Kamel Eltaief, Béchir Akremi… Ce que l’on sait de la vague d’arrestations de ce week-end à Tunis
La série d’arrestations de cadres politiques et de magistrats survenue ce week-end a alimenté les rumeurs les plus folles. Ce lundi, cinq personnes étaient encore interrogées, et devaient répondre d’accusations sans lien les unes avec les autres.
Vive émotion et inquiétude à Tunis après l’arrestation, samedi 11 février, de plusieurs personnalités en vue en lien avec la sphère politique. Une situation que beaucoup redoutaient à la suite des rumeurs annonçant l’imminence d’une opération de ce genre depuis plusieurs semaines. Et qui intervient dans un contexte délétère où l’opposition donne de la voix et tente de trouver une assise commune.
Pour certains, il n’y a pas de hasard : ces arrestations coïncident aussi avec une perte de popularité du système mis en place par le président Kaïs Saïed et sont perçues comme une diversion pour occulter les couacs de l’affaire Amira Bouraoui et faire oublier l’impasse de la crise des finances publiques.
Le point sur les acteurs et les détails de cet épisode inédit, déjà interprété par certains comme une tentative de bâillonner l’opposition, inquiète de l’éventuel report de l’élection présidentielle de 2024.
Deux juges, deux affaires : parmi les personnes arrêtées, deux sont entendues pour des affaires évoquées depuis plusieurs mois. L’ancien procureur de la République Béchir Akremi est poursuivi dans l’affaire de l’assassinat de Chokri Belaïd et Mohamed Brahmi pour dissimulation de preuves et entrave à la justice. Taïeb Rached, ancien premier président de la Cour de cassation, est visé par des affaires de corruption. Leur arrestation fait suite à la levée de leur immunité par le Conseil supérieur de la magistrature (CSM). Que le mandat d’amener ait été exécuté un week-end est inhabituel, à moins que la justice ne considère qu’ils représentent un danger ou qu’ils peuvent quitter le pays malgré leur interdiction de voyager.
Un militant influent : la perquisition du domicile et l’arrestation inattendue, au petit matin, de Khayam Turki, ancien dirigeant du parti Ettakatol, a fait grand bruit. Toujours discret mais actif dans les coulisses de la politique, il cherche des points de convergence entre différentes positions. Il serait entendu pour avoir organisé chez lui des rencontres entre différents dirigeants afin de mener une réflexion sur la situation du pays, ce qu’aucune loi n’interdit. Parmi ses hôtes, des dirigeants du Front de salut national et quelques représentants de partis de tous bords. On lui reproche également des contacts réguliers avec des ambassades. De là à parler d’atteinte à la sûreté nationale, il y a un pas que la justice ne peut franchir sans preuves solides.

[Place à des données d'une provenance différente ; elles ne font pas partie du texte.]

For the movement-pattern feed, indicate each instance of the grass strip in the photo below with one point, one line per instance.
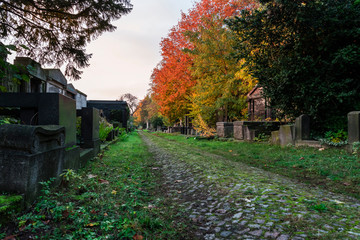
(117, 196)
(332, 169)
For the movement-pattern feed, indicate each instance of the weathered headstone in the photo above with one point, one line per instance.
(275, 139)
(354, 127)
(48, 108)
(225, 129)
(302, 128)
(29, 155)
(90, 129)
(238, 130)
(286, 135)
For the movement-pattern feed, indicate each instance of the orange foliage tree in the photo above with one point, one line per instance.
(173, 80)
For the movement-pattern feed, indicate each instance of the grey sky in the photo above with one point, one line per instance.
(123, 60)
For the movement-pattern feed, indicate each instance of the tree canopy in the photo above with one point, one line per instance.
(305, 55)
(197, 75)
(57, 32)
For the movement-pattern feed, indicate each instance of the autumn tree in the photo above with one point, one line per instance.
(173, 79)
(222, 81)
(131, 100)
(57, 32)
(306, 56)
(148, 112)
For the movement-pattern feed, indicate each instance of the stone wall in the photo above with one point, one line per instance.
(225, 129)
(29, 155)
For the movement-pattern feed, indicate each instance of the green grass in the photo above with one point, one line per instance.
(332, 169)
(117, 196)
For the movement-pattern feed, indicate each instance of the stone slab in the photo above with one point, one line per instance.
(353, 127)
(286, 135)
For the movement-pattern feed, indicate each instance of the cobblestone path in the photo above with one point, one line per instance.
(229, 200)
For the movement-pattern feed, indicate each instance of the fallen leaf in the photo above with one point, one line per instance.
(65, 213)
(46, 222)
(102, 181)
(11, 237)
(94, 211)
(138, 237)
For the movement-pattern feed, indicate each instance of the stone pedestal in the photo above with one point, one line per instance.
(29, 155)
(90, 128)
(275, 139)
(238, 130)
(225, 129)
(302, 128)
(286, 135)
(354, 127)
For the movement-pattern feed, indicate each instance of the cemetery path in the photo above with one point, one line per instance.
(224, 199)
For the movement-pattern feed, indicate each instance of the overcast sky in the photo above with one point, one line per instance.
(123, 60)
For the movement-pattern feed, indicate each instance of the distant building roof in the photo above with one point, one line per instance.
(80, 92)
(35, 70)
(56, 75)
(71, 89)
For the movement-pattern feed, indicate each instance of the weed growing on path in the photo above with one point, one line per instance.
(332, 169)
(114, 197)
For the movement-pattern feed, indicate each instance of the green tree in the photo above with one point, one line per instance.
(57, 32)
(222, 81)
(306, 56)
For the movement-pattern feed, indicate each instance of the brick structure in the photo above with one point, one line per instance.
(257, 105)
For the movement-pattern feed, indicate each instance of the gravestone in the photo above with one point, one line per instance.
(225, 129)
(354, 127)
(286, 135)
(48, 108)
(90, 118)
(29, 155)
(238, 130)
(275, 139)
(302, 128)
(248, 130)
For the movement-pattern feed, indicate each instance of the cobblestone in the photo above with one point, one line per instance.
(252, 203)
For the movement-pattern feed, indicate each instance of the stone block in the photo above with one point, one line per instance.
(225, 129)
(90, 118)
(72, 158)
(354, 127)
(50, 109)
(302, 128)
(29, 155)
(286, 135)
(238, 130)
(275, 139)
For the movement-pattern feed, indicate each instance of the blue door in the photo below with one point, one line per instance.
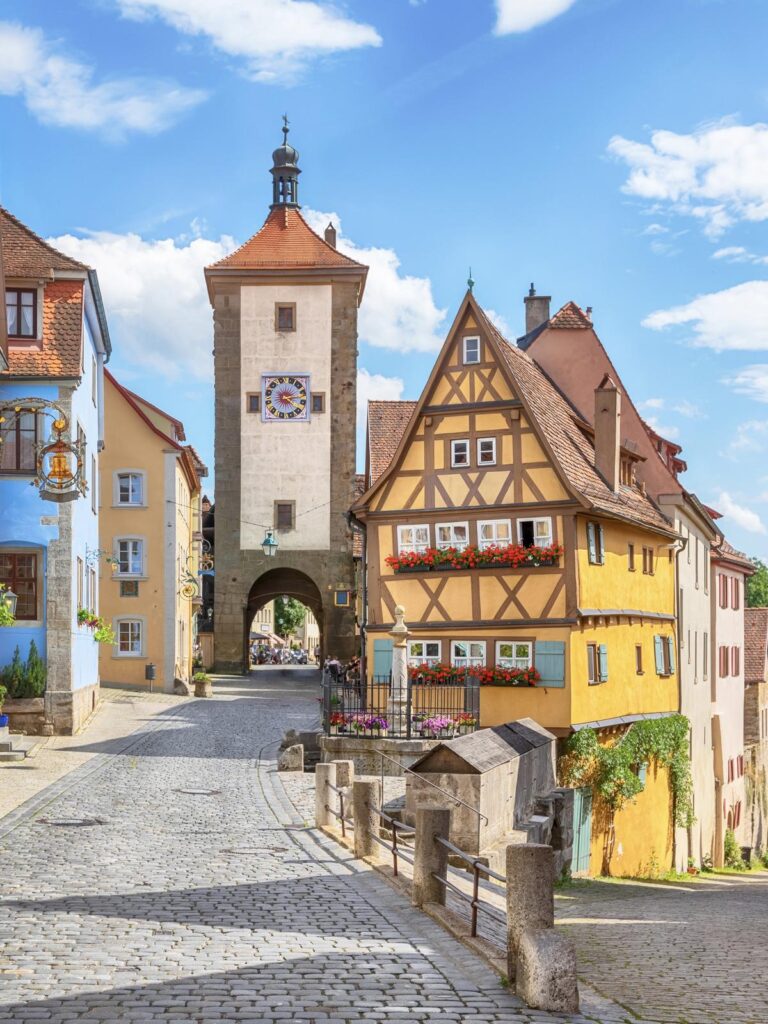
(582, 830)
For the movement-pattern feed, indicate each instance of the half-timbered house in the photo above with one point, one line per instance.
(514, 535)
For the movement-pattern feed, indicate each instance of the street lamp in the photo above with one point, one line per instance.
(269, 544)
(10, 600)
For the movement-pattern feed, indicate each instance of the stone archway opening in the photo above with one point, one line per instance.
(283, 583)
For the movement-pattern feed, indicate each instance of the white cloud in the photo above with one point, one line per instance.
(752, 381)
(398, 310)
(717, 174)
(500, 323)
(156, 299)
(374, 387)
(737, 254)
(59, 90)
(521, 15)
(274, 38)
(740, 515)
(733, 318)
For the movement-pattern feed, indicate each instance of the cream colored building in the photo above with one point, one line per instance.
(151, 528)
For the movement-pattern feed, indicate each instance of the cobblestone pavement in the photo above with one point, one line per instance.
(174, 882)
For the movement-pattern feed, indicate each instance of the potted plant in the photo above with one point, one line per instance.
(203, 686)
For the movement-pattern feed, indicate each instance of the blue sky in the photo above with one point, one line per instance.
(613, 152)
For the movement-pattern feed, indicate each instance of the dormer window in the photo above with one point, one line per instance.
(20, 310)
(471, 350)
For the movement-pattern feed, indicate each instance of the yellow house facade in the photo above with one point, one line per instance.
(151, 530)
(561, 577)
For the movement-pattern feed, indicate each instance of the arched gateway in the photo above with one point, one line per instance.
(286, 366)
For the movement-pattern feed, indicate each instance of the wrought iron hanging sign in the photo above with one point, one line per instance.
(59, 461)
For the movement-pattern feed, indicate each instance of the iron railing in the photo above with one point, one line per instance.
(421, 711)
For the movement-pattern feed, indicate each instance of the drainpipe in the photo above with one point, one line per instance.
(354, 523)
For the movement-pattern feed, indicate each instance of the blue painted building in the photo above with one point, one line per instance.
(53, 344)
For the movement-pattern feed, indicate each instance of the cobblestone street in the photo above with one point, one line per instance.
(175, 881)
(190, 892)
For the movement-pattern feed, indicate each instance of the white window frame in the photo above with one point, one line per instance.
(516, 662)
(470, 660)
(417, 548)
(116, 488)
(480, 442)
(465, 354)
(454, 463)
(128, 621)
(483, 543)
(141, 557)
(443, 545)
(535, 520)
(424, 658)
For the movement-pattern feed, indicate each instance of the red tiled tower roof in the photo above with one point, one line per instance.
(570, 317)
(285, 241)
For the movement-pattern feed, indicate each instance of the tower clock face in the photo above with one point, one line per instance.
(286, 396)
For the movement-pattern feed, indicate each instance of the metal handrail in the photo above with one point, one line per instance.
(450, 796)
(478, 868)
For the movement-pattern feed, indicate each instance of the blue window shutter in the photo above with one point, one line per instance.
(658, 650)
(382, 658)
(603, 651)
(550, 663)
(591, 544)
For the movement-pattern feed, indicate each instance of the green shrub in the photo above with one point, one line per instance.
(731, 850)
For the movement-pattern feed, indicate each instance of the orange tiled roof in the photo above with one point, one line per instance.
(59, 354)
(756, 642)
(27, 255)
(570, 317)
(386, 425)
(285, 241)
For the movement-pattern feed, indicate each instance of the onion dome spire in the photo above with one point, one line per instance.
(285, 172)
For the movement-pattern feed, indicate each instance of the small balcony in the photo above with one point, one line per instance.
(510, 556)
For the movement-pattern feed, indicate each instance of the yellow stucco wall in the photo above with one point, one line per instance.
(643, 833)
(612, 585)
(131, 444)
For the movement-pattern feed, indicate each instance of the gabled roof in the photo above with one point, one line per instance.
(386, 425)
(570, 317)
(571, 452)
(27, 255)
(286, 241)
(756, 642)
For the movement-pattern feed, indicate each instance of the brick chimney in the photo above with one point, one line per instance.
(608, 431)
(537, 309)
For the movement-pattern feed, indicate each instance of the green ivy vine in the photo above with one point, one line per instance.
(612, 770)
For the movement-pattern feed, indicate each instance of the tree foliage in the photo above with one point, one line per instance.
(757, 586)
(289, 615)
(612, 770)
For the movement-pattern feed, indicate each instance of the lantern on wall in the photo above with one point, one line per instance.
(59, 465)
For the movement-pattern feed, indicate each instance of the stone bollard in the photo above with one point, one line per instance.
(325, 777)
(541, 962)
(430, 857)
(344, 774)
(367, 811)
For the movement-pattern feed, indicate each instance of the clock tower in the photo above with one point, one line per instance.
(285, 312)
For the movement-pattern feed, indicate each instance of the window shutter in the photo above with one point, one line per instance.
(671, 653)
(382, 658)
(603, 651)
(658, 651)
(591, 544)
(550, 663)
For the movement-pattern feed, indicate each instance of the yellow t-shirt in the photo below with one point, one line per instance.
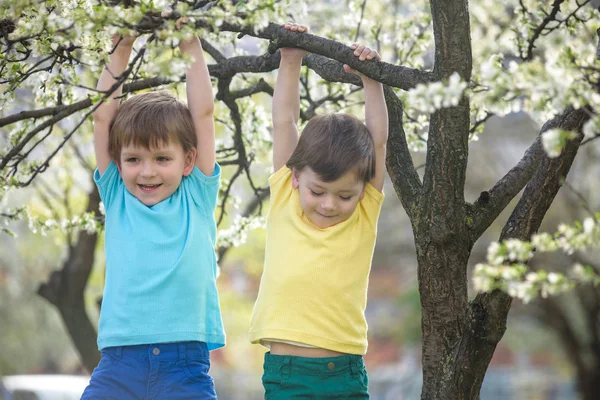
(314, 284)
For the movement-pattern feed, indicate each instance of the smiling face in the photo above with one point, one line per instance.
(327, 203)
(152, 175)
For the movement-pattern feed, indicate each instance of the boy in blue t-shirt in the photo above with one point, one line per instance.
(158, 179)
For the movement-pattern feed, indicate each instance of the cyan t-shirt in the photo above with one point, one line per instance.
(160, 264)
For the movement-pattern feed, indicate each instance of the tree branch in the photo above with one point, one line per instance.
(403, 174)
(447, 146)
(491, 203)
(392, 75)
(490, 310)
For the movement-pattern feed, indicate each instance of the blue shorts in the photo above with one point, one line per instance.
(153, 372)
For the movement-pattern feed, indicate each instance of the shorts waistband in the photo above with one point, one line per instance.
(307, 365)
(177, 351)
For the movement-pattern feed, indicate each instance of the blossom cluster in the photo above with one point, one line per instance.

Un lobbyiste de carrière : Kamel Eltaief, qui avait appuyé son ami Ben Ali lors de l’organisation de la destitution de Bourguiba, le 7 novembre 1987, n’avait pas été entendu par les services depuis sa disgrâce en 1992. Cet homme pour qui le lobbyisme est une seconde nature a été arrêté selon le même mode opératoire que Khayam Turki. À la fois connu et sulfureux, le chef d’entreprise a imposé son influence dans le Sahel et agit essentiellement en faveur de sa région natale. Depuis la révolution, il a étendu ses réseaux en misant sur le monde des affaires et celui des médias.

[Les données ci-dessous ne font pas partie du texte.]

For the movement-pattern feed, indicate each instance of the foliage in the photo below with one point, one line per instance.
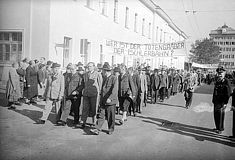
(204, 52)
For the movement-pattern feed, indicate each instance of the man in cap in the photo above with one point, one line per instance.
(54, 92)
(72, 96)
(126, 92)
(108, 100)
(92, 86)
(233, 109)
(163, 84)
(142, 89)
(221, 94)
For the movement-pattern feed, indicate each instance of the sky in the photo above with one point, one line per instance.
(208, 15)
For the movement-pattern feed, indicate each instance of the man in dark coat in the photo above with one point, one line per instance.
(126, 92)
(31, 82)
(233, 109)
(221, 94)
(108, 100)
(72, 96)
(155, 82)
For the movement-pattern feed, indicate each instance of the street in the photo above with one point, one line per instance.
(163, 131)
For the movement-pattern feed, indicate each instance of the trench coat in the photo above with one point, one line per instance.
(13, 86)
(31, 78)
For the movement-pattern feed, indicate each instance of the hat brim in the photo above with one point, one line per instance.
(107, 69)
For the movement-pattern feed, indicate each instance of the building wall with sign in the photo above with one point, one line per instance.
(224, 37)
(75, 30)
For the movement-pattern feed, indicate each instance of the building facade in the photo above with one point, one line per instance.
(76, 30)
(224, 37)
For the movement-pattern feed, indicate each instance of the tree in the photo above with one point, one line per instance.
(204, 52)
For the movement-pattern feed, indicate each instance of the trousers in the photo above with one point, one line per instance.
(108, 113)
(219, 113)
(48, 107)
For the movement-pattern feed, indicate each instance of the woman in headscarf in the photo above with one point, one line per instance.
(13, 86)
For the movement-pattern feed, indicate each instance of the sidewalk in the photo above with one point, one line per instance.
(163, 131)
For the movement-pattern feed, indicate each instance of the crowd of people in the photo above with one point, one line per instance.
(102, 91)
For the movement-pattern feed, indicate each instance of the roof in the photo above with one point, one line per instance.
(224, 30)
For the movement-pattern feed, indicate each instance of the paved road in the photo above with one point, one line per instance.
(163, 131)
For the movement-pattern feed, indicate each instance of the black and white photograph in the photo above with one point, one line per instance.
(117, 79)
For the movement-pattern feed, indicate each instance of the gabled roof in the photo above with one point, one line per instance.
(220, 30)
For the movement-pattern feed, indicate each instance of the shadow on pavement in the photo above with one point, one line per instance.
(36, 115)
(199, 133)
(165, 104)
(205, 89)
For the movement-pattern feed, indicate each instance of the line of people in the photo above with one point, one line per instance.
(97, 91)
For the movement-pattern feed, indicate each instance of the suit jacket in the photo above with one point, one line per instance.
(163, 81)
(92, 83)
(75, 83)
(126, 86)
(54, 87)
(109, 91)
(233, 98)
(222, 91)
(143, 83)
(136, 81)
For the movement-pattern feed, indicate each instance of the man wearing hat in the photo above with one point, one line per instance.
(142, 90)
(221, 94)
(92, 86)
(54, 92)
(108, 100)
(72, 95)
(163, 84)
(155, 83)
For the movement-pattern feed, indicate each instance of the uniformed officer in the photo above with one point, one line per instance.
(221, 94)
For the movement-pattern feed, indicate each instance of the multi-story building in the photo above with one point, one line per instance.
(224, 37)
(77, 30)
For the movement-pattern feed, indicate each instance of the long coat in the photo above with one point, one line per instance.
(176, 82)
(32, 80)
(126, 86)
(54, 87)
(93, 83)
(109, 91)
(74, 83)
(13, 86)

Les soupçons : si Khayam Turki et Kamel Eltaief ont un parcours, une personnalité et des cercles d’influence totalement différents, tous les deux sont entendus pour des présomptions de « complot contre la sûreté de l’État et entente pour renverser le régime en place », explique l’avocat Ghazi Chaouachi. Des soupçons qui, s’ils étaient prouvés, pourraient leur valoir de lourdes peines. Après la perquisition de leur domicile, ils auraient été conduits à l’Unité nationale de recherche sur les crimes terroristes à la caserne d’El Gorjani, puis à la caserne de Bouchoucha. Depuis leur arrestation, leurs avocats n’ont pas eu la possibilité de les rencontrer durant les 48 premières heures de leur garde à vue, comme le prévoit pourtant la loi pour des affaires considérées comme relevant du terrorisme.
Les autres prévenus : tout le week-end, la rumeur a couru et, en quelques heures, elle avait mis la moitié de la classe politique en prison. Mais il n’en est rien. Un diplomate à la retraite, Moncef Ben Attia, a bien été interrogé, puis relâché, tandis qu’un officier à la retraite serait encore entendu. L’arrestation de l’ancien dirigeant du parti islamiste Ennahdha, Abdelhamid Jelassi, par contre, est confirmée et a été décrite comme « un kidnapping » par son épouse, l’ex-députée Monia Brahim. Une description récurrente à chaque arrestation d’un dirigeant islamiste.